Una fotografía repleta de oscuridad, donde los claros solamente asoman bajo el agua; unos personajes que proyectan una autenticidad extrema, un guión donde no sobran enunciados ni silencios y una dirección que traslada atmósfera de omertá y convivencia constreñida, hacen de Dogman una obra brutal y cautivadora.

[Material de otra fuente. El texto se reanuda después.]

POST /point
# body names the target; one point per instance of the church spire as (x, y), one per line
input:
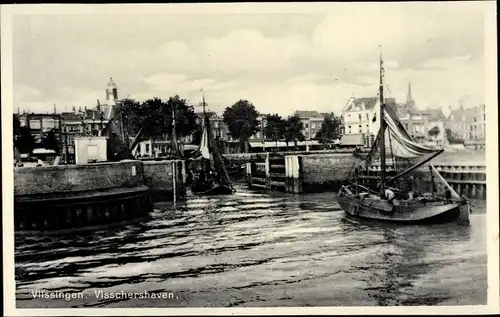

Basada en hechos reales, Dogman traslada a la pantalla el suceso conocido como “delitto del Canaro” (1988); del que hay que evitar investigar para enfrentarse a la película de Garrone con pocos antecedentes. Después del visionado se puede informar uno y subjetivar más a fondo. En los arrabales marítimos de una gran ciudad italiana, el timorato dueño de una peluquería canina, y agregado traficante de la barriada, está bajo la influencia impuesta —al igual que el resto de comerciantes y vecinos— del matón de la zona. Aunque el conflicto está extendido en el ambiente, el detonante es la simple coexistencia: el intento de concordia entre fuertes y débiles, violentos y puros, delincuentes y buscavidas.
Vive y deja vivir hasta que, a lo Peckinpah, te hinchan le palle y el lirismo sigue siendo lirismo; pero intenso, tenso e implacable. Y esa sensación de angustia y de poco aire acaba por estallar y por convertir al invisible en visible. Eso es Dogman. Eso es Matteo Garrone.